Similarly to MDE, the deeper in the product funnel that the change is that you want to test, the larger the sample size you will need.

Mistake 4: not estimating the test timeline

This is tied to Mistake 2 and 3 described above. Knowing your MDE and Baseline conversion metric, you can estimate the test timeline to reach significance and determine the test cost and effort. Depending on what data you have, how is it distributed, and what change you expect to see, there might be no appropriate timeline for your test to reach significance. It’s often recommended to run the experiment for 2 business cycles (2-4 weeks), but not every experiment fits this life pattern.

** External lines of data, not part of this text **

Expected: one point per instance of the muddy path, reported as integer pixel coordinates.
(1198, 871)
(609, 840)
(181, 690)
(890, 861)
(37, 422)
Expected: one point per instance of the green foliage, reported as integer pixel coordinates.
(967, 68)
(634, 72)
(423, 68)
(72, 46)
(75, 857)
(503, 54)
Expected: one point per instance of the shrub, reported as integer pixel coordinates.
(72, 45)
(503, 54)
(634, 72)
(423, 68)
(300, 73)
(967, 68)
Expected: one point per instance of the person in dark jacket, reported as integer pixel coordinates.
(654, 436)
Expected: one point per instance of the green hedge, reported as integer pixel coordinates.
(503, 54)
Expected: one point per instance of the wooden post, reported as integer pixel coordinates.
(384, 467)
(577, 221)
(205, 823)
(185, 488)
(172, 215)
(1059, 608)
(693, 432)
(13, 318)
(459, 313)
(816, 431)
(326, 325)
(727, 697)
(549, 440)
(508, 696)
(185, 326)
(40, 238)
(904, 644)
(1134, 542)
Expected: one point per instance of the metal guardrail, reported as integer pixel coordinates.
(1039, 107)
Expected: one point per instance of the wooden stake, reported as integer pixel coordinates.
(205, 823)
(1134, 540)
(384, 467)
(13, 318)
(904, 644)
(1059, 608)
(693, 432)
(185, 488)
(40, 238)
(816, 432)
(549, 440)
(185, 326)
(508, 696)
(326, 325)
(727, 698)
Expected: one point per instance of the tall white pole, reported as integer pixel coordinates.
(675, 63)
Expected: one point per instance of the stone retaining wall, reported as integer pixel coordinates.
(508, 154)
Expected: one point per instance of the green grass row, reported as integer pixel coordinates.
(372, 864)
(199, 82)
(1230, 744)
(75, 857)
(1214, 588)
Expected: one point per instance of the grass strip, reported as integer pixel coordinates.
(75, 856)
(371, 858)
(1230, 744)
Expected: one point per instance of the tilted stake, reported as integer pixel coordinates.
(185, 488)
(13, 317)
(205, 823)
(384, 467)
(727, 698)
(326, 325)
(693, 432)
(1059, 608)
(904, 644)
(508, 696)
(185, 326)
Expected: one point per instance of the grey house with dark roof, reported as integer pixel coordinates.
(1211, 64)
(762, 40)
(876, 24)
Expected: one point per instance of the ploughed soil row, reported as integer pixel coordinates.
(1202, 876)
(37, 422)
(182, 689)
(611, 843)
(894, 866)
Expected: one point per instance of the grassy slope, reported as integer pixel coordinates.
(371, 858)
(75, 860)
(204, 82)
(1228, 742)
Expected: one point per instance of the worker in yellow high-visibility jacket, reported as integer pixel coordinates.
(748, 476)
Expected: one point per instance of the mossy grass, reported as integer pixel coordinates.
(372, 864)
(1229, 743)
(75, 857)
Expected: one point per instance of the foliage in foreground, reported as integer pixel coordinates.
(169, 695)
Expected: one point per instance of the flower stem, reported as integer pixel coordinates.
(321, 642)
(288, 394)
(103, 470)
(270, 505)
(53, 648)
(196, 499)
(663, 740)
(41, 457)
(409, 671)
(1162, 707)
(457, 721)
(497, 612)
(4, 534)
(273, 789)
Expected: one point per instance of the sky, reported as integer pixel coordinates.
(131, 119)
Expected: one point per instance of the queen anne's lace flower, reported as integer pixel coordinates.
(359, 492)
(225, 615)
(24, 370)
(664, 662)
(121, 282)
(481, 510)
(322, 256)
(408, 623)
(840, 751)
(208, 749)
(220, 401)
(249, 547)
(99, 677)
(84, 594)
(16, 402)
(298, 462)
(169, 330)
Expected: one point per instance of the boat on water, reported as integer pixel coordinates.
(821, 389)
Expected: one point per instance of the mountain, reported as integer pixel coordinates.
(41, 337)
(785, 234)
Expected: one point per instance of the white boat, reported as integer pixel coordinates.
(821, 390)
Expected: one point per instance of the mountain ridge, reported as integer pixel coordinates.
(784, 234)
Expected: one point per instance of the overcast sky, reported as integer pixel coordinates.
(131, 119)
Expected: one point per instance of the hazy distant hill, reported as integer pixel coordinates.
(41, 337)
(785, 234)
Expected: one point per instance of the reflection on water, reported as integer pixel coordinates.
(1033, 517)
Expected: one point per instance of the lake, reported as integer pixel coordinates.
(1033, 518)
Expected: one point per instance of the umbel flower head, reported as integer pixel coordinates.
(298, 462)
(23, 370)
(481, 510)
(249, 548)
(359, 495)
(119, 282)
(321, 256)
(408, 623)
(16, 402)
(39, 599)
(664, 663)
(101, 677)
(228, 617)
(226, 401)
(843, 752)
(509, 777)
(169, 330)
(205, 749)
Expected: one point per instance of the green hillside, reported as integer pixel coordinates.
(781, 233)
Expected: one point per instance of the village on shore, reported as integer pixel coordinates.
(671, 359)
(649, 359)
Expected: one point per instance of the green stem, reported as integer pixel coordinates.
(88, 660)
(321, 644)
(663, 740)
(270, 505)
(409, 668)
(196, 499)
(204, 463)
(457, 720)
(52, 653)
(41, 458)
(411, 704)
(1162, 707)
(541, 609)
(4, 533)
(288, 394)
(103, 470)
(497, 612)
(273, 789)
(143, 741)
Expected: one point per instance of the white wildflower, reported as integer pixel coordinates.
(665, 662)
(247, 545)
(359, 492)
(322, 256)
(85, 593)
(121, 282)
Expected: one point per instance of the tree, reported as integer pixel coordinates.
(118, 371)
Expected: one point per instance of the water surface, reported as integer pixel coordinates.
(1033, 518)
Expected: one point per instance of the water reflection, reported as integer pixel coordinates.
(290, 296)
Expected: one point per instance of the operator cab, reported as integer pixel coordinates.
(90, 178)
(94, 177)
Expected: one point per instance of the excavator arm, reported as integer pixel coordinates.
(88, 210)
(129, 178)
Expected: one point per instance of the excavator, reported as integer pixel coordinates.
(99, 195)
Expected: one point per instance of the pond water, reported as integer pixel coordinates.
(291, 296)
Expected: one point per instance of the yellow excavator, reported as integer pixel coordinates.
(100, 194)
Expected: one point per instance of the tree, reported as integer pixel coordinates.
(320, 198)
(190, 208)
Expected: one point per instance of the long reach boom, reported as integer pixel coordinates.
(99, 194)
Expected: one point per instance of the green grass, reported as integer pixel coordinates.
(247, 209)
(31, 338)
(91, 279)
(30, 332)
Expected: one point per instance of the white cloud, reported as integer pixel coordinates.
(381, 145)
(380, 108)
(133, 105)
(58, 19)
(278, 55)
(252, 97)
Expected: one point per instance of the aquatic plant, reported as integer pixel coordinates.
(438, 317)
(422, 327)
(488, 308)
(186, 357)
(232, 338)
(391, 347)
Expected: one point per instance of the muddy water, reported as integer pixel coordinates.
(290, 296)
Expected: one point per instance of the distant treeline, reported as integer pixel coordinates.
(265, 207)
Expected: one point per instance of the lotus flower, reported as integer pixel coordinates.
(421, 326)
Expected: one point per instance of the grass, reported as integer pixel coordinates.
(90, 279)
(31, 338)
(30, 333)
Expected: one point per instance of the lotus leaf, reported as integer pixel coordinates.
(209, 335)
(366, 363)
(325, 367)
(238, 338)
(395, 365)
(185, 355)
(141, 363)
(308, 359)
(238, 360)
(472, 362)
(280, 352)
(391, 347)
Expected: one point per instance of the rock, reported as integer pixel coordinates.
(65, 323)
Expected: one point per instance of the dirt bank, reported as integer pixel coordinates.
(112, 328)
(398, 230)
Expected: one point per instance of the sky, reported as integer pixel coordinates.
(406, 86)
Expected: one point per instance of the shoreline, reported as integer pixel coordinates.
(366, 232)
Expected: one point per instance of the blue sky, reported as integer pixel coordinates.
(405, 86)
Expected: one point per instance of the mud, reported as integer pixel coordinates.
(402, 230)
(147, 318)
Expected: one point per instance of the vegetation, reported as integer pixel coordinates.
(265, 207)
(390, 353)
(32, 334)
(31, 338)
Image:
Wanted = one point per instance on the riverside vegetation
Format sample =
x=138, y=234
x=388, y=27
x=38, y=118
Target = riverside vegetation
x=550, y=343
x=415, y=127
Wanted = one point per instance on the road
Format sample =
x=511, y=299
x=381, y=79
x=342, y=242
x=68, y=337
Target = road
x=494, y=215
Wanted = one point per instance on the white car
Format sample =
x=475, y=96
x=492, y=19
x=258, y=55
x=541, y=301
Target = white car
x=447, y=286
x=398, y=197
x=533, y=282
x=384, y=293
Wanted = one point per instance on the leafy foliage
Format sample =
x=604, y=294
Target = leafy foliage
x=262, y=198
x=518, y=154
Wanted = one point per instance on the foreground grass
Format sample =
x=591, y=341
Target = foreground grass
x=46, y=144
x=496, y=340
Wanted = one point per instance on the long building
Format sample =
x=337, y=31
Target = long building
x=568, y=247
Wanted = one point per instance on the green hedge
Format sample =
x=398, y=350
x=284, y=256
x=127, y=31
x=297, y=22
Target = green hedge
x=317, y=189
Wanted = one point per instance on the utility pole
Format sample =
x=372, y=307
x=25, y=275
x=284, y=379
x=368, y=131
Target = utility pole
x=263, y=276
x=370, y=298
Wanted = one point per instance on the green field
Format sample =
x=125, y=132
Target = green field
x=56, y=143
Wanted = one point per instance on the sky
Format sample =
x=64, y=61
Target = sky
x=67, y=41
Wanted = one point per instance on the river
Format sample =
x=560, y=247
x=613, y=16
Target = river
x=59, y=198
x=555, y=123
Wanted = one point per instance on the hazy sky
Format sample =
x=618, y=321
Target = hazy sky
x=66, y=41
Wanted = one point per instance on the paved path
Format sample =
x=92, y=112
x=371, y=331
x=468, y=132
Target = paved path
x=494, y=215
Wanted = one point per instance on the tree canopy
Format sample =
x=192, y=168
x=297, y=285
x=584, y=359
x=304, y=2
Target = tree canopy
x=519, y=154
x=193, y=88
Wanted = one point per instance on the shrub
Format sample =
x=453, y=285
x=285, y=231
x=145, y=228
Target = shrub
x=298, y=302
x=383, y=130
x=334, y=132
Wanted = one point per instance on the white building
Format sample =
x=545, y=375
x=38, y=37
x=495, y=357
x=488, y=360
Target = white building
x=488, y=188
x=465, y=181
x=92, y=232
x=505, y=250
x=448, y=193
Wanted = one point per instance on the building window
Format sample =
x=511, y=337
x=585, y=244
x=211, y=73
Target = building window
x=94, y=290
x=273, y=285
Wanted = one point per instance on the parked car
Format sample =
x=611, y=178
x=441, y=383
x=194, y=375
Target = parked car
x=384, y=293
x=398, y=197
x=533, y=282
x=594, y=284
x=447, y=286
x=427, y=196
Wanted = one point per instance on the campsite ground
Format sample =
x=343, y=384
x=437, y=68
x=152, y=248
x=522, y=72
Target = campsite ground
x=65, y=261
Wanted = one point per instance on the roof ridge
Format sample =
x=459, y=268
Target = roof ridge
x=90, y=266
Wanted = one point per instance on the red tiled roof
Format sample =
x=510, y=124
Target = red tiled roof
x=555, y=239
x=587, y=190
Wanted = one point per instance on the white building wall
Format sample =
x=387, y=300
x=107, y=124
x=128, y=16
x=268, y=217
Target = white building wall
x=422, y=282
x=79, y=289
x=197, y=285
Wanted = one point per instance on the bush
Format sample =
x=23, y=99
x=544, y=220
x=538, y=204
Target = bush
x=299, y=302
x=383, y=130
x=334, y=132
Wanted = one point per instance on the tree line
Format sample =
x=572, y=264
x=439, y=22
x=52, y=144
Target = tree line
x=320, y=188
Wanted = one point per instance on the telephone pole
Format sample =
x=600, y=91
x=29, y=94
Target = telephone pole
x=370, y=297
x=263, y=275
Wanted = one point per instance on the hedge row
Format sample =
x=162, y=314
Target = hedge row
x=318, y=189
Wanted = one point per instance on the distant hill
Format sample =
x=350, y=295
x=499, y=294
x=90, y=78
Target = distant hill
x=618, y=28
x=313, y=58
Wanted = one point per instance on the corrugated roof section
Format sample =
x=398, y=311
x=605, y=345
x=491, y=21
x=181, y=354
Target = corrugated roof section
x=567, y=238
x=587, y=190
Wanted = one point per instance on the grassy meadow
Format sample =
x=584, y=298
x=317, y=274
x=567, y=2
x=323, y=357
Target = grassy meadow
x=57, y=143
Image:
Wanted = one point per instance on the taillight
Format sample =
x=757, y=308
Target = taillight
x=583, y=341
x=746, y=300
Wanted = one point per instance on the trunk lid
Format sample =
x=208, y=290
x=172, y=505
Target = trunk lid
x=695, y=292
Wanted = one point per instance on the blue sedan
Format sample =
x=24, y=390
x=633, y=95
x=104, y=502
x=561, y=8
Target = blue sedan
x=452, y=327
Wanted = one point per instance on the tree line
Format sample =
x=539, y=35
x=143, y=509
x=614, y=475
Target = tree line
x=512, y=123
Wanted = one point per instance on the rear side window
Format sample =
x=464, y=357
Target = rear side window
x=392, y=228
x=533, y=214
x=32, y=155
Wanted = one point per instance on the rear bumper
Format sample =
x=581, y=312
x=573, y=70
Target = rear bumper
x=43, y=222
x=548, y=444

Therefore, make sure to warn the stakeholder about the long-running tests before they go live.

📢 Use this calculator to determine the needed sample size for your experiment.

📢 Use this calculator to evaluate your test significance and result.

Mistake 5: overlapping A/B tests

Every product team is responsible for its own tests. Often, multiple product teams run various A/B tests at the same time. If you have control over the test timeline (often a product analyst approves which test goes live and when), it’s easy to prioritize the appropriate tests first and communicate the test schedule to PMs. If you don’t have control over the schedule or are pressured under strict deadlines, compromises must be made.

Here is a guide to follow for overlapping tests:

Make sure the same user doesn’t fall into multiple A/B tests. If the testing instrumentation doesn’t support such differentiation, you have to exclude these users from your evaluation.
Make sure overlapping tests evaluate different product metrics. For example, you can focus on retention for measuring one test, but measure payment conversion for evaluating another. If multiple tests are tied to the same metric and with a few tests being successful, you will have a hard time estimating which test contributes to how much increase in revenue or growth.
Watch out for platform overlapping tests (mobile and desktop) which are testing different user flows for the same feature. Often, there is no way to bucket these users into separate groups for A/B tests (prevent mobile users exposed to one experiment from getting into overlapping desktop experiments), so you might have to define user segments and run tests to only the relevant audience.

There are a lot of things to add regarding A/B tests. Some of them can get quite complex, especially during a new product release, where there might not be Baseline metrics ready to compare against. For such cases, make sure you know how to measure product adoption.

I have seen multiple times when a new feature release (the Variant) performed worse than the Control. The new MVP often isn’t optimized yet to perform better or compete with other tested/improved features. This is the case when a qualitative approach (user interviews, surveys, usability testing, etc.) should be added for a new product release and success evaluation.

Also, be prepared for the Variant not to show significant improvement. Often it performs very close to the Control with slight or no difference (especially if your product or feature went through multiple iterations and tests already). Many product teams chase this small 0.05% improvement and spend a lot of time on the test setup, instrumentation, and evaluation. That’s why, as an analyst, you have to understand the test hypothesis, the whole product picture, and the test specifics to provide the right recommendation.

Thanks for reading, everyone. Until next Wednesday!